In Canada, there is much discussion about Family Physician performance at a national level, but little action to date. At a local and regional level, however researchers from the University of Ottawa have had considerable success. Our model(3)is practice-based rather than physician profiling and run by the University, independent of government, payers and medical organizations. Clinical performance measurement is confidential and not released to the public at any level that could identify individual practices or physicians. Performance results of detailed repeated chart audit and patient survey are supported by feedback from facilitators. Such feedback is emotional, complicated and takes skilled people several visits before it is integrated fully and accepted by physicians.(4) The practices are helped to use the information to set targets and create a plan to improve service delivery. Physician and practice patterns do change.(2) Currently we are funded to implement this research program at a provincial level in Ontario.

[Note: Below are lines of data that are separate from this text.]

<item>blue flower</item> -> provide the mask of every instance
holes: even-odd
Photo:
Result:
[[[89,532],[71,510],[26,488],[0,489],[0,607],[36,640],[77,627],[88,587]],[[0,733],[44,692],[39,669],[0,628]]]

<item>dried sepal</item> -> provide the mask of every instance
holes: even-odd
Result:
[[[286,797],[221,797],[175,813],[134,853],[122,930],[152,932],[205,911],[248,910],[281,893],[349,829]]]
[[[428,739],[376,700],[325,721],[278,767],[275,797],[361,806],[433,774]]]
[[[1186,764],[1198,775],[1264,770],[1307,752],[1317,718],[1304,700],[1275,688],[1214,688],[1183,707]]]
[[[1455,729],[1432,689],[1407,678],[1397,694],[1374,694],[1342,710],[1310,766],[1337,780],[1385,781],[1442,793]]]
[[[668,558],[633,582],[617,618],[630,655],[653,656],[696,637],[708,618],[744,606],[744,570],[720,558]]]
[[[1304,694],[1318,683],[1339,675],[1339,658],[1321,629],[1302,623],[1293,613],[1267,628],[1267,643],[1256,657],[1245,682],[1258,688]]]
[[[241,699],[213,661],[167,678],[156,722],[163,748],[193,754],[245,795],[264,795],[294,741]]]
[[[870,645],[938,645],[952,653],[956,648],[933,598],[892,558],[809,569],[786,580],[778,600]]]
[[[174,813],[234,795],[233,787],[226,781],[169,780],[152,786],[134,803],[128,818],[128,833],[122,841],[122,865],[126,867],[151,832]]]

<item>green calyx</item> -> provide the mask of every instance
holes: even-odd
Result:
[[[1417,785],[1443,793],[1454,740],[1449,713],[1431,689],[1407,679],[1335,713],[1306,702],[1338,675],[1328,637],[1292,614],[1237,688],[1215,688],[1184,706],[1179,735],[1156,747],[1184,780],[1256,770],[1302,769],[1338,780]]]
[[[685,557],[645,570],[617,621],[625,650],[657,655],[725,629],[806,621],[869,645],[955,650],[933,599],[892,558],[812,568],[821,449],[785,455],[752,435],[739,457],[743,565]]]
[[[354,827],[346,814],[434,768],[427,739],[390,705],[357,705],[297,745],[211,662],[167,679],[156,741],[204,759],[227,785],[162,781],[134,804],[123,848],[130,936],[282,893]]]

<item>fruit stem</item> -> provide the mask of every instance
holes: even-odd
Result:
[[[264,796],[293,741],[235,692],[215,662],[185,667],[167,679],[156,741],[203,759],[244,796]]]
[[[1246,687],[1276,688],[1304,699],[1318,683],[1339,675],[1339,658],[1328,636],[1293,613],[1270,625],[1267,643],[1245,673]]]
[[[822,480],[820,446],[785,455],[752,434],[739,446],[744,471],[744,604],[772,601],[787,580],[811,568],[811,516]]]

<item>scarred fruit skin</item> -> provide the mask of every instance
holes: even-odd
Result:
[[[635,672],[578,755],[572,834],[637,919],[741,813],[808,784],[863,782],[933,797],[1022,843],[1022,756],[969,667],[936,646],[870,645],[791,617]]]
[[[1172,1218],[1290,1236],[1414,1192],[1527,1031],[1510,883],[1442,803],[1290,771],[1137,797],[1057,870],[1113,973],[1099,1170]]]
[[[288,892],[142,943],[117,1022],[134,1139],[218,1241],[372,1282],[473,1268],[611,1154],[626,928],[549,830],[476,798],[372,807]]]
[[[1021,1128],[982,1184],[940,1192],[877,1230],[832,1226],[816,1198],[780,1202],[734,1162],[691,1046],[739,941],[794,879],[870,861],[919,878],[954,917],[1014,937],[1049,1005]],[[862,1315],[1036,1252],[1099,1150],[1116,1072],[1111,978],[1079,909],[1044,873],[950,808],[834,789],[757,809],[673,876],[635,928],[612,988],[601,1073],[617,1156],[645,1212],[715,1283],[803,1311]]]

Other developments in Canada are noteworthy. The current Primary Health Care Transition Fund (PHCTF) program is shifting the emphasis from physician performance to the performance of an interdisciplinary team or practice. PHCTF is mostly about promoting improved team performance in its goals of access, comprehensiveness, quality and accountability with less focus on individual physician performance. This is appropriate and fair; however, completely ignoring the primary care physician leadership role in responsibility for clinical care outcomes will not best serve the population either. We should not shy away from true physician accountability that is based on fair and scientifically valid appraisal, but recognizes different roles and responsibilities in the complexity of primary health care delivery in different populations. There is an urgent need to collaborate internationally on how to measure such performance with well validated indicators and to improve care delivery. Such measurement should be conducted at arms length from the payers whether they are private or public in a way that is empowering and formative and not punitive.

Carmel Martin and William Hogg, Department of Family Medicine, University of Ottawa, Ontario, Canada

1. Goldfield N, Gnani S and Majeed A. Primary care in the United States - Profiling performance in primary care in the United States, BMJ 2003;326:744-747 5

2. Martin C, Douglas R. "Getting Value for Money". Measuring the outcome and quality of general practice care. MJA, Vol 159, 16 August, 1993.

3. Lemelin J, Hogg W, Baskerville N. Evidence to action: a tailored multifaceted approach to changing family physician practice patterns and improving preventive care. CMAJ 2001; 164(6):757-763

4. Baskerville NB, Hogg W, Lemelin J. Process evaluation of a tailored multifaceted approach to changing family physician practice patterns improving preventive care. J Fam Pract 2001; 50(3):W242-W249.